However, after he sought medical help for the weakness in his leg, brain scans showed several abnormalities. His condition caused a buildup of fluid in his skull, which left him with just a thin sheet of brain tissue, because the fluid left little room for brain tissue. Feeling returned to his leg after a new shunt was inserted to drain the excess fluid.

Teen speaking only in a foreign language

photo of a soccer ball hitting the back of a net on a green field

The boy was injured during a game of soccer and started speaking in a foreign language after surgery. (Image credit: Ian Walton via Getty Images)

A 17-year-old in the Netherlands lost his ability to speak and understand Dutch for 24 hours after an orthopedic surgery. During this case of foreign language syndrome (FLS), he could communicate only in English, which he'd never spoken outside of a classroom.

According to the case report, it started when the teen went to the hospital for knee surgery following an incident during a soccer game. This was his first time being operated on and undergoing general anesthesia. When he woke up, he was confused and thought he was in the United States, specifically Utah. A psychiatrist confirmed that the teen could answer questions only in English — adequately but not fluently. 

When friends came to visit him around 24 hours after the surgery, the boy spontaneously began to understand and speak Dutch again. During a mental exam the next day, the teen said he could remember himself only speaking and understanding English. However, it could be that he thought this because he was told about the incident.

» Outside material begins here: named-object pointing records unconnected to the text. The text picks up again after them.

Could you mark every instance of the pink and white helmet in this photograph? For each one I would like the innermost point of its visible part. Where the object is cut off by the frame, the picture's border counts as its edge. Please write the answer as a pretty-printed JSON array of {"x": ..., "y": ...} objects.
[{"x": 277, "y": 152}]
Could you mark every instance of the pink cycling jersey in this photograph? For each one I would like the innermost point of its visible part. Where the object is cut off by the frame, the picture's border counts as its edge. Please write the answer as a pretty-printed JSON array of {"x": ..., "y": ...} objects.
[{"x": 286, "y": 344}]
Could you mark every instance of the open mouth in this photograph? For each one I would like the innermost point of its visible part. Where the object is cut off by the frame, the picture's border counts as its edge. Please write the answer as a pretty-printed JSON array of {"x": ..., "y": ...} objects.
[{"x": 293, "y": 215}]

The authors of the case report believe this was the first scientifically reported case of FLS in a child or adolescent. It's unclear what caused the teen to experience FLS, but the authors hypothesized that it might have been linked to the anesthetic he was given. 

Severe side effect of holding in a sneeze

X-ray image of the man's neck and skull with a white and a black arrow pointing to areas of trapped air underneath the skin of his neck

An X-ray of the man's neck showed trapped air pockets under his skin of his neck, as shown by the arrows above. (Image credit: BMJ Case Reports 2023)

A man in his 30s was driving when he felt the urge to sneeze. He stifled his sneezes by pinching his nose and closing his mouth but immediately felt severe neck pain. When he went to the ER, a CT scan of his neck and chest revealed a quarter-inch-long (half a centimeter) tear in his trachea, or windpipe.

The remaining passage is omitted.